第39章 ※番外編 F6 十四松先生と二重奏を 第二楽章
・・・
「お願いしますっ!」
タクトを持った松野先生にみんなで挨拶をする。
これが、合奏の合図だ。
「ハーイ子猫ちゃん達!暑いからサクッと練習してみんなでアイス食べよう!!」
先生はみんなを笑顔にするのが得意だ。
本番一週間前で緊迫した雰囲気を、野球のユニフォームとアイス宣言で途端に和やかなムードに変える。
「あいつのこういう所、敵わないよねっ」
わたしの隣でトランペットを構えたまま、おそ松くんが白い歯を見せて笑った。
「うんっ」
わたしはみんなに尊敬されながらも、気取らずにわたし達と同じ目線で接してくれる、そんな先生が大好きだ。
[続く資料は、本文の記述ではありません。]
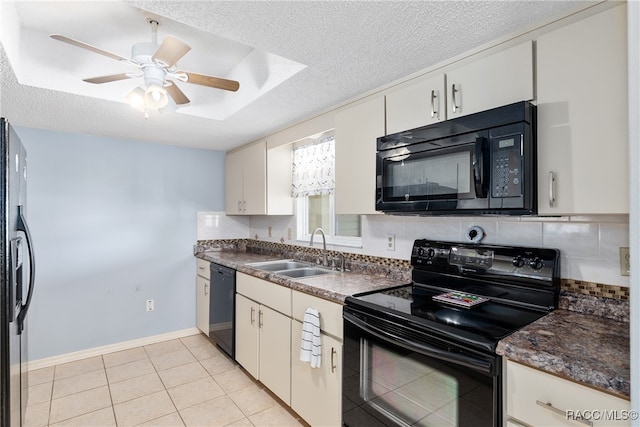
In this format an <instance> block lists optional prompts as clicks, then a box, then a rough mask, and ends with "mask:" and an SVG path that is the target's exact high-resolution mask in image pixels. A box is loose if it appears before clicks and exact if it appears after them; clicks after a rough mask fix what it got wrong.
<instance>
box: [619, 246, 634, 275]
mask: <svg viewBox="0 0 640 427" xmlns="http://www.w3.org/2000/svg"><path fill="white" fill-rule="evenodd" d="M630 269H631V257H630V256H629V248H620V275H622V276H628V275H629V270H630Z"/></svg>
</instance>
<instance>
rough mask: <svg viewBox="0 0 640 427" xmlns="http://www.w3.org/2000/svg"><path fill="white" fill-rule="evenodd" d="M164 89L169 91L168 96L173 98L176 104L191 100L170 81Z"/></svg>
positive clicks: (177, 104)
mask: <svg viewBox="0 0 640 427" xmlns="http://www.w3.org/2000/svg"><path fill="white" fill-rule="evenodd" d="M165 89H166V90H167V92H169V96H171V98H173V101H174V102H175V103H176V105H184V104H188V103H190V102H191V101H190V100H189V98H187V95H185V94H184V92H182V91H181V90H180V88H179V87H178V86H177V85H176V84H175V83H174V82H171V84H170V85H169V86H166V87H165Z"/></svg>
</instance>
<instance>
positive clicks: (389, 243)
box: [387, 233, 396, 251]
mask: <svg viewBox="0 0 640 427" xmlns="http://www.w3.org/2000/svg"><path fill="white" fill-rule="evenodd" d="M387 250H388V251H395V250H396V235H395V234H393V233H387Z"/></svg>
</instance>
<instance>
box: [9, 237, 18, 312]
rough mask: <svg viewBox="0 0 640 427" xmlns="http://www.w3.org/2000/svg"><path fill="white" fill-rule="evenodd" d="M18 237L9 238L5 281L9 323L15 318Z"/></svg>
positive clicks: (17, 263)
mask: <svg viewBox="0 0 640 427" xmlns="http://www.w3.org/2000/svg"><path fill="white" fill-rule="evenodd" d="M19 241H20V238H17V239H11V242H10V243H9V280H8V282H7V286H8V289H7V290H6V295H7V307H6V310H7V313H8V314H9V323H11V322H13V321H14V320H16V290H17V276H18V272H17V270H18V242H19Z"/></svg>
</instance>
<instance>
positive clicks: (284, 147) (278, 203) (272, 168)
mask: <svg viewBox="0 0 640 427" xmlns="http://www.w3.org/2000/svg"><path fill="white" fill-rule="evenodd" d="M225 168H226V171H225V174H226V195H225V210H226V212H227V215H291V214H293V199H292V198H291V146H283V147H277V148H274V149H270V150H267V142H266V141H260V142H258V143H256V144H251V145H248V146H246V147H244V148H242V149H240V150H237V151H233V152H230V153H227V156H226V159H225Z"/></svg>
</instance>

——あいつは…十四松は気をつけろ。お前にだから言うが、相当遊んでいるぞ
あれから、一松くんのあの言葉がずっと引っかかっていた。
きっと、悪意なく無邪気に沢山の女性を抱いてきたのだろう。
だって、わたしを押し倒そうとした時、ものすごくスムーズだったもん。
大好きだけれど…ファンその一として遠くから先生を見ていよう。
きっと…それが、一番…
ツンッ
「っ!?」
不意に隣のおそ松くんに肩を小突かれた。
気がつくと、もう曲が始まっていて、もうすぐトランペットが入る所だった。
(ありがとう!!)
おそ松くんに目配せして、わたしは楽器を構える。